Private vs. Marketplace Health Insurance in 2027: What’s Actually Changing
Thyrza De Oliveira
June 13, 2026
If your marketplace renewal felt different this year — higher price, fewer carriers, more confusion — you’re not imagining it. Heading into 2027, the individual health insurance market is going through real change, and a lot of people are asking the same question: is a private plan a better move than the marketplace now? Here’s a calm, plain-English look at what’s changing, how private and marketplace plans differ, and how to figure out which one actually fits you.
What’s actually changing for 2027
- Enhanced subsidies have expired. The extra federal help that lowered marketplace premiums from 2021 onward has gone away, so many people are seeing their net cost jump.
- Carriers are leaving. Cigna is exiting the marketplace in 11 states, and in Texas, Baylor Scott & White is leaving too. Fewer carriers means fewer choices on the exchange.
- Premiums are rising. Rate increases filed in several states are steep, adding to the squeeze.
- Networks are tightening. Many marketplace plans have moved toward narrow HMO networks with higher deductibles and higher out-of-pocket maximums.
So what does “private” even mean?
“Private” (or “off-exchange”) simply means a plan you arrange directly with a carrier or through a broker, rather than buying it on the government marketplace (HealthCare.gov or your state exchange). In many cases it’s the same insurance companies — just a different door. Private plans aren’t tied to one exchange’s lineup, and they can be built more flexibly around your needs.
Two things to know up front: private plans are now largely income-based, and depending on your state, some may require medical underwriting — meaning your health history can affect what you qualify for and what you pay.

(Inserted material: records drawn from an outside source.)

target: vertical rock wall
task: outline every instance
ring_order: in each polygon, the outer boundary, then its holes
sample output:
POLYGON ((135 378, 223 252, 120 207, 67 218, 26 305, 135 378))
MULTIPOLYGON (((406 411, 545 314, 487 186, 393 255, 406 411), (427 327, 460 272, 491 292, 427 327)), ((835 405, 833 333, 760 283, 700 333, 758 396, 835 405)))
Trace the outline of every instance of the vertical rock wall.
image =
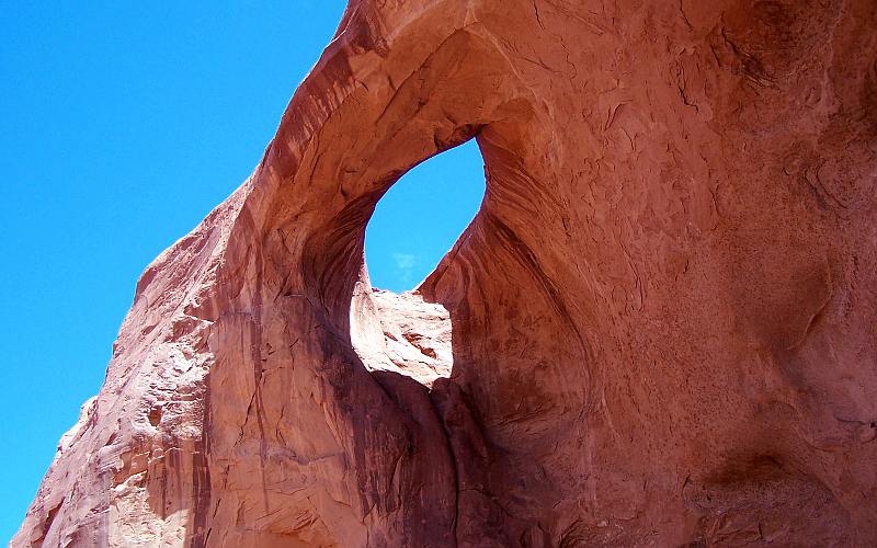
POLYGON ((870 0, 352 0, 12 545, 870 546, 875 183, 870 0), (371 295, 469 138, 478 216, 371 295))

How private plans are different (and why people like them)
This is the part most people never hear. In 2026, more and more people are choosing private options instead of the marketplace — and here’s why:
- Often cheaper if you don’t get a subsidy. For people who don’t qualify for help, a private plan is most of the time actually less expensive than full-price marketplace coverage.
- PPO plans are still available. PPOs — which let you see specialists without referrals and offer broader networks — are getting hard to find on the marketplace. Private still has them.
- You build your own plan. Instead of taking the box the exchange hands you, you decide your benefits — the network, the deductible, and add-ons like critical illness and accident protection.
- It doesn’t vanish when a carrier exits the exchange. A plan built around you isn’t hostage to one marketplace carrier’s business decisions.
When the marketplace is still the better choice
Let me be honest about this, because it matters: if you qualify for a premium subsidy based on your income, the marketplace is often still your most affordable option, even after the subsidy changes. The exchange exists to deliver that financial help, and for many lower- and middle-income households it’s the right home. I’ll never push you off the marketplace if that’s where your best deal is.
When private usually wins in 2027
- You don’t qualify for much (or any) subsidy, so you’re paying close to full price either way.
- Your marketplace carrier is leaving and the remaining options don’t fit your doctors or budget.
- You want a PPO or a broader network than the exchange offers.
- You want add-ons like critical illness or accident protection built in.
- You’re self-employed, a freelancer, or your income varies and you want flexibility.
Marketplace vs. private, at a glance
Marketplace: best if you get a subsidy; standardized plans; often narrow networks; limited customization; subject to which carriers stay.
Private: often cheaper without a subsidy; PPO options; you build the benefits; may be income-based or underwritten; not tied to the exchange’s shrinking lineup.
Common questions
Is private insurance “real” insurance? Yes — these are major-carrier medical plans, just purchased off the exchange. The key is matching the right plan type to your situation.
Will underwriting disqualify me? Not necessarily. It depends on the plan and your state. That’s exactly the kind of thing I check for you before you commit to anything.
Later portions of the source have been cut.